In one of his first acts after landing in America Monday, Russian President Boris Yeltsin phoned Alexander Solzhenitsyn to voice contrition for past Kremlin persecution and to assure the Nobel literature laureate that "Russia's doors are wide open" for his return, Yeltsin's spokesman said.
"In the words of the president, one could feel undertones of repentance," Vyacheslav V. Kostikov told reporters at the Russian Embassy after the 30-minute call between Russia's president and its greatest living writer, in exile since 1974."He (Yeltsin) understands that the authorities caused great moral damage to Solzhenitsyn . . . a great writer," Kostikov said.
Solzhenitsyn, the author of the monumental "Gulag Archipelago," a stunning chronicle of political repression in the prisons and labor camps of the Soviet Union, was accused of treason and banished from the Soviet Union four years after he won the Nobel Prize. He lives now in Cavendish, Vt.
Last month, Solzhenitsyn's wife, Natalia, flew to Moscow with the couple's three sons to prepare for the author's return to the non-Soviet, non-communist Russia he had so long advocated.
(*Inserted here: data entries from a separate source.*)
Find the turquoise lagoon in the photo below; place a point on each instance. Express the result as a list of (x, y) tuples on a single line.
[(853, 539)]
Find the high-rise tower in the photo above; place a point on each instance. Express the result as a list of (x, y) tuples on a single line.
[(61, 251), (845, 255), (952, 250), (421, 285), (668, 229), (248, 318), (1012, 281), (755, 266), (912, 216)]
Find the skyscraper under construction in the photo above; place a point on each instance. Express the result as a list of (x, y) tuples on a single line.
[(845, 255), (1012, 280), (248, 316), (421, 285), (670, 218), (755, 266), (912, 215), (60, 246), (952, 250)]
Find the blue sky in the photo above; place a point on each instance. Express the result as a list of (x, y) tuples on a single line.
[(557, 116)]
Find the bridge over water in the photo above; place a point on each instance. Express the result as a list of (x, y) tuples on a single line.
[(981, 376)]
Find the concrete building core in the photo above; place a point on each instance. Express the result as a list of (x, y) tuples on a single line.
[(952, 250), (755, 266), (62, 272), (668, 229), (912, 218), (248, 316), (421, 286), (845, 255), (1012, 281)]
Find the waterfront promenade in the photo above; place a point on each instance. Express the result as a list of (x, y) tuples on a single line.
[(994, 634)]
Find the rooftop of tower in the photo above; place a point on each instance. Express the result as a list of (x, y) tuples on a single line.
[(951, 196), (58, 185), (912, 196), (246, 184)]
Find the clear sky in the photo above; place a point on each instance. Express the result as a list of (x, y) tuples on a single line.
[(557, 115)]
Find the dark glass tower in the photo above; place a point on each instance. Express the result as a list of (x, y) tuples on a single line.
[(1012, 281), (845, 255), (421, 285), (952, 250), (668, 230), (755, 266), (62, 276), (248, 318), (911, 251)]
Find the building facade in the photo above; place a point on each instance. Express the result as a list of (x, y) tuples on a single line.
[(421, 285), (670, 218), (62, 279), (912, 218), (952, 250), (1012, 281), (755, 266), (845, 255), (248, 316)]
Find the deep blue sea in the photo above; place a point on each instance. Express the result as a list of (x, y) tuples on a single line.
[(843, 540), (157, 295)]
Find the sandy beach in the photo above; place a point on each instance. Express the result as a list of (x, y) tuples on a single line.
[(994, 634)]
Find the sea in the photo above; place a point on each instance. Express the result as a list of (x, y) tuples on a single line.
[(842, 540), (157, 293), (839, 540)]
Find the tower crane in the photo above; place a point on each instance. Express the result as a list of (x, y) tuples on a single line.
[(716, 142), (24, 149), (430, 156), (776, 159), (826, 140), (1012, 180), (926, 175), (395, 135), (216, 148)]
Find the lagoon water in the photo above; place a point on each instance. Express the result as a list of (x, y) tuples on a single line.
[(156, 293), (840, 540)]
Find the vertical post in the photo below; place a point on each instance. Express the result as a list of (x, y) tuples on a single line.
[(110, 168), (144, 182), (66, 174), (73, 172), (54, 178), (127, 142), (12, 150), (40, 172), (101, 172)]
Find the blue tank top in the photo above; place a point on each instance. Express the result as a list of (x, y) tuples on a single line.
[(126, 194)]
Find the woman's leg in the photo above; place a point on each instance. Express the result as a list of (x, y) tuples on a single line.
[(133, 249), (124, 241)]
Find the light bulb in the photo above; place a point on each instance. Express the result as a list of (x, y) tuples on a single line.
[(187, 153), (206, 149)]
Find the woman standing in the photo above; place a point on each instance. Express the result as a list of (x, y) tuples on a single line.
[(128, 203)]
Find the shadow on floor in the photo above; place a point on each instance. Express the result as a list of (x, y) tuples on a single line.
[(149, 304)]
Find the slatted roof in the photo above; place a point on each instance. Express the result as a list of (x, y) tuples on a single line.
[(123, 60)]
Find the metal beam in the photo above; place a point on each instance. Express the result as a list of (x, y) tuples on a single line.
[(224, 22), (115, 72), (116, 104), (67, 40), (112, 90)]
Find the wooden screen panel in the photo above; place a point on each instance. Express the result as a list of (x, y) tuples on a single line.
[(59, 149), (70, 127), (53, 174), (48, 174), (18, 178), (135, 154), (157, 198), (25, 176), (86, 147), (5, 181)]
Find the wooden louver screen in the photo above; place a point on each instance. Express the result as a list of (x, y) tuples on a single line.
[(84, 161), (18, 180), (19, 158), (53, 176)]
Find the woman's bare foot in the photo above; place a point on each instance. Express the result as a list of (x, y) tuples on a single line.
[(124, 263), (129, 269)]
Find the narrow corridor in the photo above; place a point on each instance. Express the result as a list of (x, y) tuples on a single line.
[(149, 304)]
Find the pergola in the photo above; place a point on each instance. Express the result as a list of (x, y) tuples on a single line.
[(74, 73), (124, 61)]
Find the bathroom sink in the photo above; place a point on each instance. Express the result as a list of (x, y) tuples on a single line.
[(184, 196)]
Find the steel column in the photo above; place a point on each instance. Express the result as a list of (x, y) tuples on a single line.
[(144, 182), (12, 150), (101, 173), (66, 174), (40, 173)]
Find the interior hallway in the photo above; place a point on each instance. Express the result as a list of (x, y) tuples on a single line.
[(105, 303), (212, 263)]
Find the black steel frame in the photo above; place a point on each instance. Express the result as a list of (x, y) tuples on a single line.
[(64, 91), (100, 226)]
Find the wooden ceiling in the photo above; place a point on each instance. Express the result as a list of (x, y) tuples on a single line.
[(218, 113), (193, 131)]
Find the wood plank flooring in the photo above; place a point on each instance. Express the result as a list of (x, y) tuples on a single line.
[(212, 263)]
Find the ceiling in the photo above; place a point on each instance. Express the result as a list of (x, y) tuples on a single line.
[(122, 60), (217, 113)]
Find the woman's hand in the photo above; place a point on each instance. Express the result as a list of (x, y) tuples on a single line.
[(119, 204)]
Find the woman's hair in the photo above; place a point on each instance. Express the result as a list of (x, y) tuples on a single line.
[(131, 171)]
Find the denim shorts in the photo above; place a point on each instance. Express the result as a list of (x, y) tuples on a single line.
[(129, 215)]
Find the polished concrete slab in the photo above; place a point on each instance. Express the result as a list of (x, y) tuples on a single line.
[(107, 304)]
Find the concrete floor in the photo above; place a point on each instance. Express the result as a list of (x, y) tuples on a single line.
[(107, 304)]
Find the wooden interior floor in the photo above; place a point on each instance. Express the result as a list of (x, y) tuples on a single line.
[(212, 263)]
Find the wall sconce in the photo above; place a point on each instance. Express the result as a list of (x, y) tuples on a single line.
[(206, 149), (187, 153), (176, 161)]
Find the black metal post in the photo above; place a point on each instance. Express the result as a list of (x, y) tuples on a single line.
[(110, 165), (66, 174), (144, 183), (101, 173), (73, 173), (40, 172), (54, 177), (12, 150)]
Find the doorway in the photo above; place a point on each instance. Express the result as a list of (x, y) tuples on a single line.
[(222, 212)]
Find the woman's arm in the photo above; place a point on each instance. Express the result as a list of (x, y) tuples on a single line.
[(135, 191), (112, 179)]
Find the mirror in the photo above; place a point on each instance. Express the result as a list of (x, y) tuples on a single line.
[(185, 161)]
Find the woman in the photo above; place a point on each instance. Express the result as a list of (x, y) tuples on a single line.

This month, authorities also decided to return the novelist's apartment to him.
Solzhenitsyn, whose prestige among his people is enormous, incarnates a more traditionalist strain in Russian thought than the bulk of the Westernized democrats and free-marketeers who now surround Yeltsin.
His public backing would have immense political value at a time when Yeltsin's right-wing opponents are loudly accusing the president of selling Mother Russia out to the International Monetary Fund and the West in general.